You knew it the moment it left the club, that spark at contact when you catch it just right. You look up. It’s just reaching the top of its climb— and heading down right at the pin, a pin positioned left of center on the elevated green, much too close to the water. This could be the one! Four mouths hang open, not a sound. Then whack, the ball strikes low on the stick and disappears; the pin wobbles; the ball is nowhere to be seen—
Moe and Curley are certain it dropped into the hole as they hurry their tee shots and rush to their cart. “My buddy Stan holed out like that at Disney a few years ago”, you hear, as they search the cooler for four cold brewskis.
Larry isn’t ready to slap you on the back yet. “With my luck”, he says, “the ball would go dead left, down the hill and into the water”. He calmly puts his tee shot on the green, far to the right of the pin— about where you were really aiming. What are your expectations? What scenario fits your game today?
If it weren’t for optimism…
If it weren’t for optimism, few of us would continue to be golfers. The perfectly struck ball can encounter a myriad of obstacles on its way to your target. Experienced golfers expect some adversity, even when they are playing well. For most of us, it only takes one or two good shots to keep us coming back.
High handicappers shout “golfshot”— as one word, when they think one of those has occurred.
Similarly, if not for optimism, few investors would have the courage to take advantage of the hundreds of opportunities that are created every time the financial markets hit the wall and tumble down Canal Street into the Hudson.
Are you headed for an ace or a double bogey, a nice solid profit or another disappointment? The decisions we make at the highs and lows of our experience are the most significant, always. Were you selling or buying six months ago— eighteen months ago?
Just as Moe and Curley are certain the ball is in the cup as they rush to the green, many independent financial pros were certain that the markets would rebound throughout what seemed like twenty rounds without a single par.
After months of hazards, tree roots, hardpan, lip outs, and high winds in their faces, investors are experiencing a string of “gimmie” birdies— in the form of a robust rally. Once again, Investment Grade Value Stocks and income producing closed end funds are leading the way.
Were you selling or buying six months ago— eighteen months ago?

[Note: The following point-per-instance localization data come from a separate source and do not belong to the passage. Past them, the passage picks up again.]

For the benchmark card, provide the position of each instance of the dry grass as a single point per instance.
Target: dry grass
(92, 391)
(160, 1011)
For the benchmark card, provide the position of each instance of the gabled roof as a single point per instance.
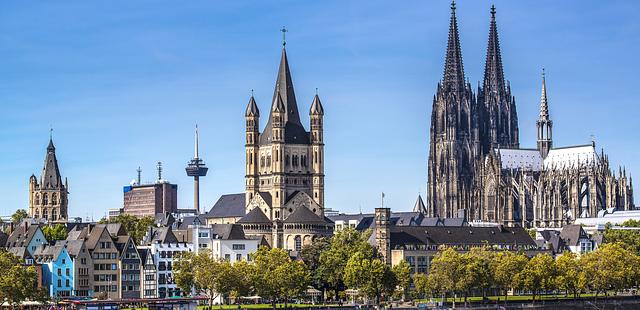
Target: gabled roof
(303, 215)
(228, 231)
(439, 235)
(22, 235)
(230, 205)
(571, 234)
(255, 216)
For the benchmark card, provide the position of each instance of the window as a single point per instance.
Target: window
(298, 243)
(238, 246)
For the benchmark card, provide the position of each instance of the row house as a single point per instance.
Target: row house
(164, 246)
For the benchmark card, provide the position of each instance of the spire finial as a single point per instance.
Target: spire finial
(196, 145)
(284, 36)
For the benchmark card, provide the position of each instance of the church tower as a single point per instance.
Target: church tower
(544, 123)
(284, 162)
(499, 118)
(48, 198)
(454, 144)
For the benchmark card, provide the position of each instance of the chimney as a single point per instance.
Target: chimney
(383, 234)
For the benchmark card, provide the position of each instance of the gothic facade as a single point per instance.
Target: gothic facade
(284, 193)
(477, 169)
(48, 198)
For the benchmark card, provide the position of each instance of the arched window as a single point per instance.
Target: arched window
(298, 243)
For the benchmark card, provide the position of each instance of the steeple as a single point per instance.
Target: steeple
(544, 123)
(252, 108)
(419, 206)
(453, 70)
(50, 177)
(544, 104)
(493, 72)
(294, 131)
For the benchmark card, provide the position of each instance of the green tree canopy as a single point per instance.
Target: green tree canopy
(371, 276)
(342, 245)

Being optimistic is critical for long-term investment success. When things don’t seem to be just right, ratcheting-up your focus on basic principles, fundamentals, and the cyclical realities of the playing field is the type of practice session that gets those security (and club) selections back on track.
Optimism needs to be controlled or it morphs into speculation— and speculation breeds both losses and snowmen. Most investors miss the early hours of the new party because their gurus don’t think it will be much fun. Eventually, market cycles repeat; with practice, so will your swing. Don’t forget to leave the party before midnight, pumpkin. Remaining focused on the QDI rules you’ve developed for your investment program, and the few swing thoughts that fine-tune your pre-shot routine, bridles the optimism and allows you to focus on the major hazards that could keep you from goal achievement.

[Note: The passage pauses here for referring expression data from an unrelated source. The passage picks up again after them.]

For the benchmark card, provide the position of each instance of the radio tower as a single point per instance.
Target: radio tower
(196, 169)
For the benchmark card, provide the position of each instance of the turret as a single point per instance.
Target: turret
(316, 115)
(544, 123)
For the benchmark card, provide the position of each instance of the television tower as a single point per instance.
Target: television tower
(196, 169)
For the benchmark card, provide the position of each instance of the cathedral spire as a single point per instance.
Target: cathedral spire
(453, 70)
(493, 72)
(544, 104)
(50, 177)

In both golf and investing, too much thinking about too many inputs from too many experts is as bad for the game plan as simply doing the things that haven’t worked over and over again. The key to attaining and maintaining a satisfying skill level is to understand what it is that you should practice. You’re not going to three-putt less often by complaining about it. Find someone who rarely three-putts and ask for help. Focus on how things work, and you’ll formulate more accurate expectations.
An Investment ‘Mulligan’?
It’s easier and less expensive for golfers to practice than for investors and there’s a whole lot less at stake, financially. But practice means more than loosening up on the range and stroking a few putts before moving on to the “breakfast ball” or “Mulligan” that often describes your opening tee shot. Practice means addressing the problem areas of your last effort before the next one. You need to be confident that you have it right so you can focus on the new challenges of today’s pin placements.
Investment practice sessions are different, and I’ve learned that investors are more stubborn, lazy, impatient, and fickle than golfers. Both crave shortcuts to success and gadgets that will instantly improve their performance. But few investors are able to bring their focused course management skills to the long-term financial playing field.
Golfers will spend thousands on instruction, gadgets, machines, clinics, magazines, lessons, drivers, and putters. Investors love the gimmicks, shortcuts, and expert recommendations, but they seem allergic to anything really educational. They see it as a sign of weakness.
Golfers should be better investors. Investors need to introduce themselves to some basic education.